Our student jumped into action to save this victim

Traffic on Franklin Street was moving slowly and Kyle Kambarami was wondering what was causing the delay.

At about 1 p.m. Saturday, the 20-year-old City of Poughkeepsie resident was riding in a friend’s car. What was causing the traffic soon became clear.

A group of onlookers were gathered around a parked car. Inside, the driver was unconscious, his lips and eyes were blue.

“I thought this guy might be dying,” he said.

Kyle Kambarami, 20, of the City of Poughkeepsie on Franklin Street on April 17, 2018. Kambarami, on April 14 administered Narcan to a man who was apparently overdosing on heroin near the intersection of Lincoln Avenue and Franklin Street in the City of Poughkeepsie.

“It was a life,” he said. “Someone needed to live and it was about to get cut short. Everyone has a life. Everyone deserves to live.”

Kambarami fell back on training he received last year from the Nubian Directions technology resource center in Poughkeepsie. He became the second person trained in the New Directions Youthbuild/Americorps Program to save someone from an overdose.

“One of my students sprang into action,” said Mario Johnson, a consultant and adviser with Nubian Directions and former director of the New Directions Youthbuild/Americorps Program. “And that’s what I was training them to do — not to step over someone; be aware of your community; be aware of your environment; and of course, respond.”

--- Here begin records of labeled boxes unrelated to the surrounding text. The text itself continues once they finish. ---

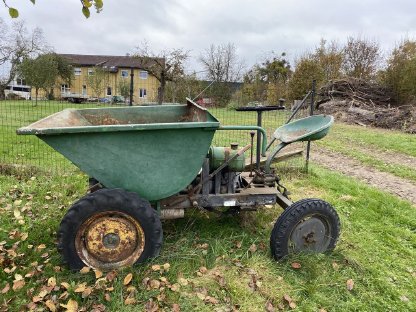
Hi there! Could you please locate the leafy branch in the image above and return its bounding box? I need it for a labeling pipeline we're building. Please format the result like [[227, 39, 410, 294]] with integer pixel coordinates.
[[2, 0, 103, 18]]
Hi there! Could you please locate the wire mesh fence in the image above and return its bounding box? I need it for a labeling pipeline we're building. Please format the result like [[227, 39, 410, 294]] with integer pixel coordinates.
[[0, 81, 309, 174]]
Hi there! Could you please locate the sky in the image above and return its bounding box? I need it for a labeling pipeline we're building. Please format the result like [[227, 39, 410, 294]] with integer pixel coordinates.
[[0, 0, 416, 70]]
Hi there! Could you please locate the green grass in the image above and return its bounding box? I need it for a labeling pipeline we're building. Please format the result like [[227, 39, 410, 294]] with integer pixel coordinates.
[[0, 167, 416, 311], [329, 123, 416, 157]]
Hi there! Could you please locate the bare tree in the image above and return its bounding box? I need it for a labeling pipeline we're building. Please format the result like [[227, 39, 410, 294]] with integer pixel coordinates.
[[0, 19, 49, 99], [134, 42, 189, 104], [199, 43, 244, 82], [343, 37, 380, 79]]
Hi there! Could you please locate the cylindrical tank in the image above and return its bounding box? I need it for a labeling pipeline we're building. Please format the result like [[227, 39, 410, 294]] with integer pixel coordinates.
[[208, 143, 245, 172]]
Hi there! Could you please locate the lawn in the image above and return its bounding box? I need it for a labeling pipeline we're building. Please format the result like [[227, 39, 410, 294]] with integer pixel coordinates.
[[0, 104, 416, 311]]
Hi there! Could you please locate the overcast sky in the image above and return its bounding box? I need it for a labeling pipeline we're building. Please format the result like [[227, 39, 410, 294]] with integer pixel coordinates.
[[0, 0, 416, 70]]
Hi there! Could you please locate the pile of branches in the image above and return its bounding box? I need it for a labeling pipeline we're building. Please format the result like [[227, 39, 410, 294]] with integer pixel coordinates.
[[318, 78, 392, 106], [316, 78, 416, 133]]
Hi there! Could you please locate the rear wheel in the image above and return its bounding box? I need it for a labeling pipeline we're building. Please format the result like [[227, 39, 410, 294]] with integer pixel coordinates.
[[270, 199, 340, 260], [58, 189, 163, 270]]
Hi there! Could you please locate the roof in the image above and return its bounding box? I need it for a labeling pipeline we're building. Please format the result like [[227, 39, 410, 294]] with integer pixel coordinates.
[[59, 54, 163, 69]]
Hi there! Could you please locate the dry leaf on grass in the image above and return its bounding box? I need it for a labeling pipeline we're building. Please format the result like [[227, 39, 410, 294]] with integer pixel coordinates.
[[123, 273, 133, 286], [94, 269, 103, 279], [61, 299, 78, 312], [291, 262, 302, 270], [45, 300, 56, 312], [347, 278, 354, 291]]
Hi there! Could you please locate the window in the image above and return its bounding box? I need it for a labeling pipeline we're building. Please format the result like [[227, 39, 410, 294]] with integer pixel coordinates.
[[16, 78, 26, 86], [61, 84, 71, 94], [139, 89, 146, 99]]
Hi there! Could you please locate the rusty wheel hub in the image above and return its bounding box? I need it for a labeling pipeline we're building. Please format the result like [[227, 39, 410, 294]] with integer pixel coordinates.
[[75, 211, 145, 269]]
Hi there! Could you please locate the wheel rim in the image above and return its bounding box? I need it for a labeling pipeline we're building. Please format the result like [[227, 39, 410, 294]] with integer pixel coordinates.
[[75, 211, 145, 269], [288, 214, 332, 253]]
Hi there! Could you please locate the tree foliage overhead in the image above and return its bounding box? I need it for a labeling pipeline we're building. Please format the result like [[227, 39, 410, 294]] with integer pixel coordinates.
[[342, 37, 380, 79], [199, 43, 244, 82], [2, 0, 103, 18]]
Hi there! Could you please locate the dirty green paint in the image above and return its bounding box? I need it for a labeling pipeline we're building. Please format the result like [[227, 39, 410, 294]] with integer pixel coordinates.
[[208, 146, 245, 172], [18, 103, 219, 201], [273, 115, 334, 143]]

After realizing the driver had suffered an overdose, Kambarami abandoned his friend’s car and sprinted to his nearby home. He arrived within minutes, dashed to his bedroom and reached into the sock drawer in his dresser.

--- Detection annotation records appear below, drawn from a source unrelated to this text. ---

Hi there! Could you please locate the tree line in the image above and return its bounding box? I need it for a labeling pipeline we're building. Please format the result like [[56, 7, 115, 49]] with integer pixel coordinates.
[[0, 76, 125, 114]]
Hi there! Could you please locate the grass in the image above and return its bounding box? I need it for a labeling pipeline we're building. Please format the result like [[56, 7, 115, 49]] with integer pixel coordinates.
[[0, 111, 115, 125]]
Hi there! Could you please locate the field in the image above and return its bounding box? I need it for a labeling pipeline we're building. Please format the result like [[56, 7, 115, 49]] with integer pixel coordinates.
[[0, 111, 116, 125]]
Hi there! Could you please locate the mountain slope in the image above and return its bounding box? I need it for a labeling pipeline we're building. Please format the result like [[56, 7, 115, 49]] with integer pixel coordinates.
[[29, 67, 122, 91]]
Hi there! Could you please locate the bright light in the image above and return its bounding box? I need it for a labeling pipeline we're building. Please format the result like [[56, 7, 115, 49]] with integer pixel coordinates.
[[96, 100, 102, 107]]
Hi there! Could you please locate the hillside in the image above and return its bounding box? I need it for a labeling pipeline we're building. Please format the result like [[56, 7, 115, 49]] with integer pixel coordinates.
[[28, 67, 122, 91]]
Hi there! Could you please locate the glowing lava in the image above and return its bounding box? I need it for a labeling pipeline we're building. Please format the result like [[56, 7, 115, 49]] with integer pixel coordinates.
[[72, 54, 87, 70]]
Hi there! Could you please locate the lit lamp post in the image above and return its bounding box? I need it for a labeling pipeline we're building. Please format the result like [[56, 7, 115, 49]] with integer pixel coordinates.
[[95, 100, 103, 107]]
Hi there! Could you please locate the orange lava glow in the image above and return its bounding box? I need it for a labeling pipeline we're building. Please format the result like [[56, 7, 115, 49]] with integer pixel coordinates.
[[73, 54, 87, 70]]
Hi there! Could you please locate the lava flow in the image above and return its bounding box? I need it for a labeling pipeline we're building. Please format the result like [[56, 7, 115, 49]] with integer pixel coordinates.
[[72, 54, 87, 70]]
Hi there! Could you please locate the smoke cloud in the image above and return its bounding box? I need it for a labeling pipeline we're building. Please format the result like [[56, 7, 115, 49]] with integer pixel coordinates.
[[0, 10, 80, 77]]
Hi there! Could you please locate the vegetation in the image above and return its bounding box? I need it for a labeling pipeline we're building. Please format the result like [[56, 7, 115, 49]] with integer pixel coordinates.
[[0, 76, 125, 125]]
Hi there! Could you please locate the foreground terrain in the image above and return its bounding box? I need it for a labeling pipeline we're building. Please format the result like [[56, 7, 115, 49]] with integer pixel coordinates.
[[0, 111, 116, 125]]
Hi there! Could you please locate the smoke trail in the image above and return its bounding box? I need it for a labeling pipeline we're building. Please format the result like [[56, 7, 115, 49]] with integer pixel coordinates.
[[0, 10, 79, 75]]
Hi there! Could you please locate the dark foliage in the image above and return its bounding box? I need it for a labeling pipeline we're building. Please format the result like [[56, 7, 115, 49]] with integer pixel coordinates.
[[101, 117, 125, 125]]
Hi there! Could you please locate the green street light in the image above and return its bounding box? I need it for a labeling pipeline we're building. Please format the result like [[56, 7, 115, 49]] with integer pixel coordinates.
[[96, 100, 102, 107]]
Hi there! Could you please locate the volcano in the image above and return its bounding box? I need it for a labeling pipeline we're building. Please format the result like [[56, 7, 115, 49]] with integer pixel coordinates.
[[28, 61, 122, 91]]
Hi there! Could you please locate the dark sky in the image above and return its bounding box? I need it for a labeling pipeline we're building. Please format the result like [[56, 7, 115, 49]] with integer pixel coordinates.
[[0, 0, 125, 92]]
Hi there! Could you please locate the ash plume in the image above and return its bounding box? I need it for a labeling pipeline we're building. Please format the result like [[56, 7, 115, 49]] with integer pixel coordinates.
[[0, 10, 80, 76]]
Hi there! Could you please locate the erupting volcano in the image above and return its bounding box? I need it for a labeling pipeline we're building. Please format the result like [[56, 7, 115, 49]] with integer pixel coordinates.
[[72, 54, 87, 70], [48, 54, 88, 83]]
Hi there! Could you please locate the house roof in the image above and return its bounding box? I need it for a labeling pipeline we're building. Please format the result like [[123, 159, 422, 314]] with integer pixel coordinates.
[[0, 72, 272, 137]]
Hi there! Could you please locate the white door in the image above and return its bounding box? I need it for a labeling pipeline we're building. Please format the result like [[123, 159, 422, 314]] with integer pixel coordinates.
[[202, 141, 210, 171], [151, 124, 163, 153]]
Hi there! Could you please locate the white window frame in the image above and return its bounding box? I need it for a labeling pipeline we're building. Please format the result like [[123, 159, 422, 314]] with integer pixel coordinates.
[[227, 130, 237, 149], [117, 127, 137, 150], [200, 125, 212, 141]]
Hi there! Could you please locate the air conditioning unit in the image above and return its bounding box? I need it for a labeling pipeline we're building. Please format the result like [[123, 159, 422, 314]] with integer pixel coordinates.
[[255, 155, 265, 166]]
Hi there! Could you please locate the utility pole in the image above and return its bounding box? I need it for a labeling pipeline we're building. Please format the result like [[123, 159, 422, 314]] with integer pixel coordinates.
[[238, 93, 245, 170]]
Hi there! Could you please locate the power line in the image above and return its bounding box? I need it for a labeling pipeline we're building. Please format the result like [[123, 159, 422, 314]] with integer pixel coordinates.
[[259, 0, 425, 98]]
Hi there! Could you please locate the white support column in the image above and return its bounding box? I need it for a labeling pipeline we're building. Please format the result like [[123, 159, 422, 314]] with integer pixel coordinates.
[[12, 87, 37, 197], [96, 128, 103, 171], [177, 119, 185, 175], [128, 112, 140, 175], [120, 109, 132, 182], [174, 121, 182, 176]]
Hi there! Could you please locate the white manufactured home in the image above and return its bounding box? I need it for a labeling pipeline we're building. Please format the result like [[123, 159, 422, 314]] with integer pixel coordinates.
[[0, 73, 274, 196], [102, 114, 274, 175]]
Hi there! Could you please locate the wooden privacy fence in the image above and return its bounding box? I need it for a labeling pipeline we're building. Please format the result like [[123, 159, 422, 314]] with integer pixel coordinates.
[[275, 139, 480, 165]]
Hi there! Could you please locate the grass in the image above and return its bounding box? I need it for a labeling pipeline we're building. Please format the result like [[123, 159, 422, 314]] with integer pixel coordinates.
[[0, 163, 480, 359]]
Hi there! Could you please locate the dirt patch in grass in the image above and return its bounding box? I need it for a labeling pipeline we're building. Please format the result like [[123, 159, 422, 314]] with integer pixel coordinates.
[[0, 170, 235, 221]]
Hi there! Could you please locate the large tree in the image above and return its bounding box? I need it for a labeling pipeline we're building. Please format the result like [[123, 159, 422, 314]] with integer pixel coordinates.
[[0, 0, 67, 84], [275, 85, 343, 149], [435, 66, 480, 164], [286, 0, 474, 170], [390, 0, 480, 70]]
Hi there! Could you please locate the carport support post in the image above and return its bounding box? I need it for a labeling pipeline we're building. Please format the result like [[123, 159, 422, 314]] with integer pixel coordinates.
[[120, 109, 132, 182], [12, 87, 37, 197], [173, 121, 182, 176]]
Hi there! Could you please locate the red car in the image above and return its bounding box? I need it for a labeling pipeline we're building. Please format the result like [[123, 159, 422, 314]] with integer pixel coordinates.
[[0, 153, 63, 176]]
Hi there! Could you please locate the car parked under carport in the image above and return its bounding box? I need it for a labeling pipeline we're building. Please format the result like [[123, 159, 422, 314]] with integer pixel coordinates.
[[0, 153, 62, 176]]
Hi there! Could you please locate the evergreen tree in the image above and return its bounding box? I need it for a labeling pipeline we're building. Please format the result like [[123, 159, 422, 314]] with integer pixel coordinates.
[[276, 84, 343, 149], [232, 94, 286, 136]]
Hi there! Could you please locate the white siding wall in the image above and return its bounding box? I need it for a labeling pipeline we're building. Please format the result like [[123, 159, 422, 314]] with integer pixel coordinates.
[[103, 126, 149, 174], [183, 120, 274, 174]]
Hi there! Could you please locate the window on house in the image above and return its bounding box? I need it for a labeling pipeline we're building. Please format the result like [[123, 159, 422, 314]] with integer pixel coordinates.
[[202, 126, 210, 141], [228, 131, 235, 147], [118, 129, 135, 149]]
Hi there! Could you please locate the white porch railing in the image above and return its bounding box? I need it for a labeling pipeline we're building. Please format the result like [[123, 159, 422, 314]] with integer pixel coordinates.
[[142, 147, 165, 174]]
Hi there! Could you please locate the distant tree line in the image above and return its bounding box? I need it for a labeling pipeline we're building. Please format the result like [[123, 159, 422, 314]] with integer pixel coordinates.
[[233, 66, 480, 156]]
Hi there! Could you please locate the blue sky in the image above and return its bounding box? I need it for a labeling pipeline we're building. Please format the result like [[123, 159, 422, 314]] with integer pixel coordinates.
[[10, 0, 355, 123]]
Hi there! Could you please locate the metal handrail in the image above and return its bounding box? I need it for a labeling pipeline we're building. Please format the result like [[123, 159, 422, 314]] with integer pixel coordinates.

Kambarami grabbed naloxone nasal spray — a medicine used to reverse the effects of opioids — that he had received through his training. He ran back to help the victim, who by now was lying in the street.

Former Poughkeepsie City School District Board of Education Member Greg Charter lives on Franklin Street. His 24-year-old son, Kenneth, performed CPR on the victim. Kambarami upon returning administered two doses of naloxone.

“He didn’t pop right back,” Kambarami said of the victim. “I was doing sternum rubs on his chest to get him to come back. He started to come back. He was still kind of blueish.”

At this point, a City of Poughkeepsie police officer and EMT arrived.

“I handed things off to them,” Kambarami said.